Biblio File

Book Notes From The Underground: Books From The Future!

Running out of things to read? Panicking because your “to read” pile has dwindled down to 10 books or so? Not to worry! Here are some well-reviewed new titles coming out next month that you can add to your wish list.

Gutshot: Stories by Amelia Gray
Gray’s fourth book (and third story collection) is a cabinet of wonders where you will find examples of surreal imagery, black humor, and fabulistic horror. In “The Year of the Snake,” a huge serpent bisects a town and threatens its very existence. In “A Contest,” the gods decide that the mortal who grieves the most will be be reunited with his or her loved one. In the end, a lonely old woman wins, but who she grieves for is not who you would expect. Consider this to be a thinking person’s collection of fairy tales—strange, eerie, beautiful and wryly amusing.

Another Little Piece of My Heart: My Life of Rock and Revolution in the '60s by Richard Goldstein
Goldstein was the music and culture critic for the Village Voice in the 1960s. His nonlinear memoir weaves its way through the heyday of rock in the 1960s, the counterculture movement, and his own struggle with his sexual identity. A warmly personal, incisive account of what it meant to live in those heady times and why rock ceased being a revolutionary force.

The Sympathizer by Viet Thanh Nguyen
A Viet Cong agent follows a group of South Vietnamese refugees to Southern California in 1975 where he will report on their activities to his Communist minders. This is the premise of Nguyen’s darkly cynical, political thriller that sheds light on the Vietnamese conflict from an Asian perspective. Nguyen’s debut novel is an extraordinarily powerful and compelling read.

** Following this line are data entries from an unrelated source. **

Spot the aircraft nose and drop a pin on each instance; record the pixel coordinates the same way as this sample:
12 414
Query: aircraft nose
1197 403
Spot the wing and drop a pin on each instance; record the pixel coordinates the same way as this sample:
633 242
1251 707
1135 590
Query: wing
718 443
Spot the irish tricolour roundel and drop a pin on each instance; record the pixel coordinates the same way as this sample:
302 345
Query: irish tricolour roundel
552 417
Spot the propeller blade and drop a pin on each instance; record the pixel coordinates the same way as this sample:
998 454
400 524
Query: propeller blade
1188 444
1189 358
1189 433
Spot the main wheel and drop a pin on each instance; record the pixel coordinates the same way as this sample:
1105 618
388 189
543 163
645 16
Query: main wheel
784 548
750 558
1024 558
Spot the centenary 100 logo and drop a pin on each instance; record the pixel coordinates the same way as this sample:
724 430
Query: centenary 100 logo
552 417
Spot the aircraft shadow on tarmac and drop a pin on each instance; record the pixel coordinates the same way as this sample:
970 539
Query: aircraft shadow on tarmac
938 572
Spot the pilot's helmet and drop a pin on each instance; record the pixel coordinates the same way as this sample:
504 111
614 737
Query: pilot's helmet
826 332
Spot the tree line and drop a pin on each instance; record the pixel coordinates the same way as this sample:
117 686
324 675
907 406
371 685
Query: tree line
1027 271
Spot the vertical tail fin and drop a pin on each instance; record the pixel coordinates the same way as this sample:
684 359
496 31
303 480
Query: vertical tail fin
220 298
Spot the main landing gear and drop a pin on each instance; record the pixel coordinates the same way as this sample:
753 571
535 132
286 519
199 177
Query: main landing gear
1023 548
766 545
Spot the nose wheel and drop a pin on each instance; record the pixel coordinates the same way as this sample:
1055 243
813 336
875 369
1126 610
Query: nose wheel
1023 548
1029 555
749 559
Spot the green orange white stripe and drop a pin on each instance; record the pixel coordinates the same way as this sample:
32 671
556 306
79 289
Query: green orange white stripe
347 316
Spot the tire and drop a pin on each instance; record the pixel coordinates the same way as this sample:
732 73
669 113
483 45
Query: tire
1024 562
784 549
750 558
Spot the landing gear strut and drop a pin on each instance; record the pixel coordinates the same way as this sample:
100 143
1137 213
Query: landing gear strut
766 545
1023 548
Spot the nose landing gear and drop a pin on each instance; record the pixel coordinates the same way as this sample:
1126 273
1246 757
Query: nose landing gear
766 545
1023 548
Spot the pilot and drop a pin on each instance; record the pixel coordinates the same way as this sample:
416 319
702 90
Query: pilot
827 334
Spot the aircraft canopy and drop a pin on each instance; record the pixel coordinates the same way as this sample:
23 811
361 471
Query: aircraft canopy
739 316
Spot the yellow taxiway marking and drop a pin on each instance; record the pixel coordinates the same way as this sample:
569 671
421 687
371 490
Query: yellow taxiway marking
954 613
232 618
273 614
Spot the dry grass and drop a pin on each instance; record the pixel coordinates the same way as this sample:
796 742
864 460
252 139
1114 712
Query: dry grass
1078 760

Dangerous When Wet: A Memoir by Jamie Brickhouse
Brickhouse has written an amusing but sad, over-the-top but understated, and wholly campy memoir about growing up under the domineering gaze of his larger-than-life mother. She was always “a bigger star to me than Joan Crawford or Elizabeth Taylor.” After struggling with alcoholism, drug abuse and dangerous sex, the author finally sobered up and now he looks back on his escapades with a wry, knowing sensibility.

Feral Cities: Adventures with Animals in the Urban Jungle by Tristan Donovan
Think being in a city keeps you out of nature’s reach? Yes, of course we all know about rats, pigeons, seagulls and yet even more rats; but Donovan opens our eyes to a whole world of wildlife living in concrete jungles. He travels to cities all over the world and discovers coyotes in LA, leopards in Mumbai, boars in Berlin, and wild parrots in Brooklyn (just go to Greenwood Cemetery to see them). The result is an entertaining, anecdote-rich account of the “beasts” within our midst.